Marybeth shakes her head, feeling her scar tingling from how much she’s chewed on it.
Underbite takes the book from him and scratches a finger into the hollow. She pulls out a piece of paper, folded up so that the corner tucks into one of the folds, a neat little envelope. Her eyebrows shoot up as she unfolds it. “And this?” She holds it up to Marybeth.
It’s a five-pointed star, drawn in thick marker, crudely occult-looking, a rust-coloured splodge in the corner. At the centre of the star is a bird, like a crow, holding up its middle finger.
“Can you tell me what this is?”
Marybeth can’t. In fact, for the first time, she’s confronting the idea that maybe she doesn’t know who her daughter is, at all.
KATHERINE LARKIN
SUNDAY, 8 OCTOBER 1995
Dear Diary,
Wait, sorry, that’s too familiar of me. We’ve never formally met. Hello, Diary. I’m Kat Larkin. Or Kate Larkin, or Katherine Larkin, or Ma Bear’s Little Katie Cub, depending on who you ask. Never Kathy, thank goat. Pleased to make your acquaintance.
I always thought that directly addressing a diary was one of those made-up things people do on TV, but Donna and Rae have both been out of town all weekend and I’m so bored I’m TALKING TO A BOOK, apparently. That’s just the level of excitement you can expect from Little Hope. Like, you can’t even turn the town’s name into a joke, it’s already LITTLE HOPE, c’mon.
It’s 1995, and a new millennium is coming, and all the magazines talk about how we’re living in the future, and girls have the power now and we can be anything, and capitalism won the Cold War and the whole world’s just going to get better and better until we all get spaceships and we’re all connected by the World Wide Web into one big master brain that spans the whole world (unless, you know, the planet gets fried from the hole in the ozone layer but HEY let’s not talk about THAT). It’s ’90s energy baby!

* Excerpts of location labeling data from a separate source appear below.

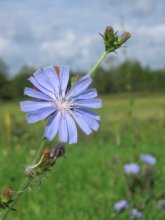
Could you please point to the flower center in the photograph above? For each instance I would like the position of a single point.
(62, 105)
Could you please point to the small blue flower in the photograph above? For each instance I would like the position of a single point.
(131, 168)
(148, 159)
(65, 107)
(135, 214)
(121, 205)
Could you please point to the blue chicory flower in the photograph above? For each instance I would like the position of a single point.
(148, 159)
(64, 106)
(135, 214)
(121, 205)
(131, 168)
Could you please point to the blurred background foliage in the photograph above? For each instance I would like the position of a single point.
(127, 76)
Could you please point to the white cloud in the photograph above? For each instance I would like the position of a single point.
(65, 32)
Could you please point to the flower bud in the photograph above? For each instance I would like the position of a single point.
(58, 151)
(7, 196)
(124, 37)
(112, 41)
(109, 33)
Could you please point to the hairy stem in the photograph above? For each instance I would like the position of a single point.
(101, 58)
(26, 183)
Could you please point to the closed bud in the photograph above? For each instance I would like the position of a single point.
(58, 151)
(7, 196)
(109, 32)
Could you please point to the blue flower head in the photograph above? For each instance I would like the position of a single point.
(65, 107)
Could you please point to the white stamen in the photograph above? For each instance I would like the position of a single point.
(62, 105)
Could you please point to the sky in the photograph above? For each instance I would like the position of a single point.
(65, 32)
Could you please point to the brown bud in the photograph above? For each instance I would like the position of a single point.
(58, 151)
(47, 152)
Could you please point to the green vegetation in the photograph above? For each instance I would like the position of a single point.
(86, 184)
(130, 76)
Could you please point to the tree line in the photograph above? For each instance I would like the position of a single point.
(130, 76)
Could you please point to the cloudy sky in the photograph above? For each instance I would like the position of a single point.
(65, 32)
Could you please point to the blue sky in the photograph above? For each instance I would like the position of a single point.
(61, 32)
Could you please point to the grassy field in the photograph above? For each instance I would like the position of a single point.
(90, 180)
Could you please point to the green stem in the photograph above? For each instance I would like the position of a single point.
(27, 182)
(98, 63)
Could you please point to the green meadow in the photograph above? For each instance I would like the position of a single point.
(90, 180)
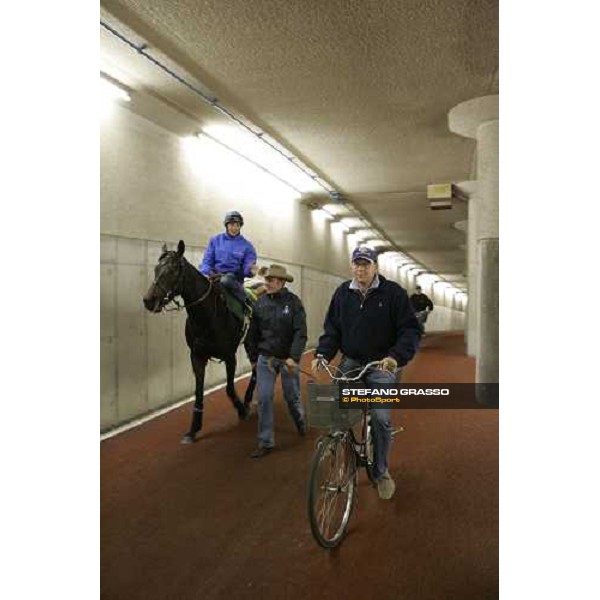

Except all of that feels like it’s happening elsewhere, to other people. Here in Little Hope we might as well be stuck in the 1890s. This whole stupid town is like a gold rush theme park even though everyone knows there was never actually any gold here. But still, we put on a mock gunfight in the town square every Saturday to keep the tourists stopping by for a couple of hours before they head on to Tahoe. It’s basically the only industry left since all the factories closed in the recession. Come for the gold rush museum, stay for the alcoholism and ennui!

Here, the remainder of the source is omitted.